L’agriculture n’échappera pas non plus à l’utilisation des LLM. Elles représentent même une opportunité pour dessiner une agriculture capable d’assurer l’ensemble des besoins alimentaires et extra alimentaire en respectant l’environnement. Nous allons passer d’une agriculture intensive en intrants (engrais chimiques, pesticides) à une agriculture intensive en connaissances. Le chantier est énorme et les géants du digital l’ont déjà compris. C’est la raison pour laquelle Google a créé Minéral sa filiale agricole. La firme de Mountain View affiche d’emblée la couleur : « Minéral développe de nouveaux outils pour aider l’humanité à nourrir le monde tout en sauvant la planète. Et nous laissons la nature nous montrer comment procéder ». Ils ont simplement compris que l’agriculture et l’alimentation seront des enjeux stratégiques pour l’équilibre mondial. C’est la raison pour laquelle nous ne devons pas passer à côté des opportunités offertes par les LLM. L’IA générative va par exemple permettre à des applications de reconnaitre toutes sortes de plantes par une simple photo à n’importe quel stade de sa vie, de la plantule à la feuille, à la fleur ou à la graine. Il sera possible d’avoir une évaluation du risque que cette plante fait prendre à la culture dans laquelle elle pousse et comment s’en débarrasser si c’est nécessaire. Seule une énorme quantité de données agrégées sur une même plateforme est capable de fournir de telles indications.

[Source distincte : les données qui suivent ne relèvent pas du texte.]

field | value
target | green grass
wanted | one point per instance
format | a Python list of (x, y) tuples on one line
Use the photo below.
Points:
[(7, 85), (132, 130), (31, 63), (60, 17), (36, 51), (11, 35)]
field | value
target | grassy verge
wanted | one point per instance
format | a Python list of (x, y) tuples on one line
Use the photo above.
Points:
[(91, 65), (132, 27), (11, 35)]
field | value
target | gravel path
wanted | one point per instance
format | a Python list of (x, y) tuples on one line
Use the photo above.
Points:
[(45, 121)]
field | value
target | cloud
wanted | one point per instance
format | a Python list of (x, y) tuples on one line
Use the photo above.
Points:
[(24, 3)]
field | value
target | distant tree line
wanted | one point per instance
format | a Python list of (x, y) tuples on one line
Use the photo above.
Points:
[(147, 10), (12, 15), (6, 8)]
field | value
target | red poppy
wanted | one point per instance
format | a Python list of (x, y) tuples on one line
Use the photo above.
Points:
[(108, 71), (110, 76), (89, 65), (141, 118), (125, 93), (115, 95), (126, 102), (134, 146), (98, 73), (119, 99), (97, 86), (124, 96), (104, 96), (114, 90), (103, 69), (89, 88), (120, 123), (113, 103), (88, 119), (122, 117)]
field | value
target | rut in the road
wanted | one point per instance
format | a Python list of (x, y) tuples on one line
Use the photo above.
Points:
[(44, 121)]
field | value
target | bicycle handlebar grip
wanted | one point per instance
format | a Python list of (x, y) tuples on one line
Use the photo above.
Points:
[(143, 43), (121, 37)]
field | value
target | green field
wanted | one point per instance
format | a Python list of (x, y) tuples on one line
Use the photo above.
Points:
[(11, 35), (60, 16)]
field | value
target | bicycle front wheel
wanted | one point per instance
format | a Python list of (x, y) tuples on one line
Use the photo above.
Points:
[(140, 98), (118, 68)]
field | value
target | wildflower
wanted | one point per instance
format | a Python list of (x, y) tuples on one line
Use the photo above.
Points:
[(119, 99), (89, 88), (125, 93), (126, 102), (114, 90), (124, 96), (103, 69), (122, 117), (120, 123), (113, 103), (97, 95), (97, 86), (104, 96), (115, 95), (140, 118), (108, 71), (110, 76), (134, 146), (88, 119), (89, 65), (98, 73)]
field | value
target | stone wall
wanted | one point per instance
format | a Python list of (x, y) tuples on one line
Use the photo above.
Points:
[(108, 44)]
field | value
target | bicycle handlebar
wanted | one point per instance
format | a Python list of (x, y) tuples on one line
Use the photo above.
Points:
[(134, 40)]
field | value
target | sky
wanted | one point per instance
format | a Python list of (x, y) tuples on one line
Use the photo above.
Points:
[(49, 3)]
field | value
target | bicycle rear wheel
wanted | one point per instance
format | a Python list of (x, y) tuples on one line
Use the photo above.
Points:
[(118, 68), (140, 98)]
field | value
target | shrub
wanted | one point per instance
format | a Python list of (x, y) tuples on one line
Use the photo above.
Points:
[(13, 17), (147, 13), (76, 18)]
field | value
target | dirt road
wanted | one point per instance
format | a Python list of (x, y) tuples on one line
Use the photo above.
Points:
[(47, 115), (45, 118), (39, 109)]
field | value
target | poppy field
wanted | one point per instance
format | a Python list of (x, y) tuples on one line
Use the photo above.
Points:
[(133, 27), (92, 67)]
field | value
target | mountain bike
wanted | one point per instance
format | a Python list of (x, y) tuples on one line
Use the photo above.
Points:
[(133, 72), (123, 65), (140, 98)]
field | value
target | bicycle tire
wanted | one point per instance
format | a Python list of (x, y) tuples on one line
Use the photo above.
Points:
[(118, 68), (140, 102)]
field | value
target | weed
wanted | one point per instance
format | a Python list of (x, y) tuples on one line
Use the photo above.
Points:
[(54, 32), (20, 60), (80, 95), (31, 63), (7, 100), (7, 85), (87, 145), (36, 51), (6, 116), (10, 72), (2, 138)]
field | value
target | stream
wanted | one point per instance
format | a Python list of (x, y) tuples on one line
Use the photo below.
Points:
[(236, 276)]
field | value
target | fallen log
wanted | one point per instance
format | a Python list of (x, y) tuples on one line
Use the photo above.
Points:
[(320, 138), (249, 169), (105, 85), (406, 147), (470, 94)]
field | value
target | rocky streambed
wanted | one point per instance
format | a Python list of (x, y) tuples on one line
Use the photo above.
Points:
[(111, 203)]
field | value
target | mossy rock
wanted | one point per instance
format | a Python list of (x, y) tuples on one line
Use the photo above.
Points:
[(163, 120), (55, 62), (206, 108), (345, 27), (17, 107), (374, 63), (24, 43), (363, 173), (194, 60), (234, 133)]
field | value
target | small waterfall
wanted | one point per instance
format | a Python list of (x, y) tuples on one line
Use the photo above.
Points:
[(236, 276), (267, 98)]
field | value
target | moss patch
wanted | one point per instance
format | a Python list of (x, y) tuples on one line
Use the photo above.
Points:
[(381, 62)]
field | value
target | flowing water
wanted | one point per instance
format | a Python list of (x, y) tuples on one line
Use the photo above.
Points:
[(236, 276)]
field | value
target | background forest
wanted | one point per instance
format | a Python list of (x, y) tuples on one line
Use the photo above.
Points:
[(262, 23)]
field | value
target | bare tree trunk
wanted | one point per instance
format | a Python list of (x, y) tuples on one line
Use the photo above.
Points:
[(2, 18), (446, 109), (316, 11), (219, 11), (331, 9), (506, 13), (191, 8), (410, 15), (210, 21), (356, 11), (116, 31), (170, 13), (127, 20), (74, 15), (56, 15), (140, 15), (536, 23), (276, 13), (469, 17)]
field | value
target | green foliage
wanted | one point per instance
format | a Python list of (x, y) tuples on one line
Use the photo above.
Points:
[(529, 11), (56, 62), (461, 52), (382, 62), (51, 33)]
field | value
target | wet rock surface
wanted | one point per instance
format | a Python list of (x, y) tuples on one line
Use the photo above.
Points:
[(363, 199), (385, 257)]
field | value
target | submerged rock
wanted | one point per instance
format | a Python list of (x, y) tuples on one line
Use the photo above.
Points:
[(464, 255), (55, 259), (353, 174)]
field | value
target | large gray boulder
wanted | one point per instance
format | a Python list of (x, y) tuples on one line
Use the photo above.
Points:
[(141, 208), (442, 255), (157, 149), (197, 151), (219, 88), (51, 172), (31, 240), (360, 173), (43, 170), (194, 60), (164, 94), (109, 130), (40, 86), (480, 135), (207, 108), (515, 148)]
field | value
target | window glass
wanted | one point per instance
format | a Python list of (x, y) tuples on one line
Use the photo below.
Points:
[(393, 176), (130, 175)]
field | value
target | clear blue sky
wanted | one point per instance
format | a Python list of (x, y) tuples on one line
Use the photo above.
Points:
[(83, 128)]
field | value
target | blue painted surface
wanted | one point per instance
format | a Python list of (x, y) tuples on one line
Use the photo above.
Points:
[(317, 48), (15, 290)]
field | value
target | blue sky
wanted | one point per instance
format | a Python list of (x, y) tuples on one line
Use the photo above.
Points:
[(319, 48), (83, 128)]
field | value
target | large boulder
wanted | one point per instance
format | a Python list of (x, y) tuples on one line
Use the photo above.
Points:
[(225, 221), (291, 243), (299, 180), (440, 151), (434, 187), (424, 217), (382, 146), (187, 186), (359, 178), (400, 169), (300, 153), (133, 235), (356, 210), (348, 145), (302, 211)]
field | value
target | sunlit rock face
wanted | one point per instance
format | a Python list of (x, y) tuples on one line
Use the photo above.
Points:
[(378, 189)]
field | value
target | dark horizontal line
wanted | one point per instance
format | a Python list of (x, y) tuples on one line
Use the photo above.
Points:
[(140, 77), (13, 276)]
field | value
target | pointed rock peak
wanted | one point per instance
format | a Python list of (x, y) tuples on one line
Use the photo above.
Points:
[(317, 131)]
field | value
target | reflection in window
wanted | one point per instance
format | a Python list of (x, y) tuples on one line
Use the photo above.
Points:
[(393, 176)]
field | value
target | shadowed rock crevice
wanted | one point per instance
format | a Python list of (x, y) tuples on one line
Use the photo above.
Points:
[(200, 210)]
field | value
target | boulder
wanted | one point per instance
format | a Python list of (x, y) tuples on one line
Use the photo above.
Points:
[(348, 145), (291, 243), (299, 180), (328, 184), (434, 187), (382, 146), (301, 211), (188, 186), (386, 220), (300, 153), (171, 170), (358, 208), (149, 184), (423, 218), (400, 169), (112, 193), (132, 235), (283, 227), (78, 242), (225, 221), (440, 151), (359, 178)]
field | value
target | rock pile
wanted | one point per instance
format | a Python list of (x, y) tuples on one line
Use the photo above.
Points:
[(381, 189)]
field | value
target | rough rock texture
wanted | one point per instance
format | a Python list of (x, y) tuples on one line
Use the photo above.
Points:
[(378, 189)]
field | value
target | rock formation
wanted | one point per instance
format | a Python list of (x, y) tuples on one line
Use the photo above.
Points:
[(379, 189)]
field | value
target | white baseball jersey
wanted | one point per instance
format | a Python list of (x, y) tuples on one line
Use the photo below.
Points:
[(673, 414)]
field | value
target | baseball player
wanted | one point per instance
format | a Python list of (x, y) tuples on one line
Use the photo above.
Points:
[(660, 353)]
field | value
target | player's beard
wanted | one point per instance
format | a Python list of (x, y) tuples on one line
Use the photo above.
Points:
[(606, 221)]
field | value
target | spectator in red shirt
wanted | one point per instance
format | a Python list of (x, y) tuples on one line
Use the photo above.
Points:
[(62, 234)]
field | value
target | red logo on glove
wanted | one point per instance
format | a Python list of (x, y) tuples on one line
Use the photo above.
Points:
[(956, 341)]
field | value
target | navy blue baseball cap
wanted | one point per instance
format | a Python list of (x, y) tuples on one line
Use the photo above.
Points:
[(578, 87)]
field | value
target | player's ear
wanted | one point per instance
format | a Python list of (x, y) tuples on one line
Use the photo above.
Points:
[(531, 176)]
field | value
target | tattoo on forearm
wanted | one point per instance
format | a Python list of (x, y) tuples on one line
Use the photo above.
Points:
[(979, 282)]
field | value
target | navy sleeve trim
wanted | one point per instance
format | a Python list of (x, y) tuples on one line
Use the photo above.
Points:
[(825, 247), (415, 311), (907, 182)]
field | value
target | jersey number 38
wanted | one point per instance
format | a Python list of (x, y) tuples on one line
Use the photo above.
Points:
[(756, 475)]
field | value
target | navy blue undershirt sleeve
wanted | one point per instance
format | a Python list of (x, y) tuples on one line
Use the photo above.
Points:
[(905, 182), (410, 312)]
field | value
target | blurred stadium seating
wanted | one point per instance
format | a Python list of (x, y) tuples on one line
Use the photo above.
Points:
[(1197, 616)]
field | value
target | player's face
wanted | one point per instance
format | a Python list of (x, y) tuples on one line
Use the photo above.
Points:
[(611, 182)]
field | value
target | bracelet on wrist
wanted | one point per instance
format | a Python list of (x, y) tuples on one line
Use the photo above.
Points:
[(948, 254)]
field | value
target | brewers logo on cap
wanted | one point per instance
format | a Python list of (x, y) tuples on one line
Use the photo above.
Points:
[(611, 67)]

Prenons un autre exemple, celui des espèces comestibles négligées, Minéral a l’ambition grâce à ses algorithmes d’accélérer les processus de sélections de ces plantes pour permettre leurs cultures, notamment en stabilisant les rendements mais aussi en travaillant les solutions nécessaires à leurs cultures et leur utilisation dans l’alimentation. Construire de tels modèles est coûteux, difficile et ne peut être réalisé que par un tiers capable de mettre en place un système ouvert.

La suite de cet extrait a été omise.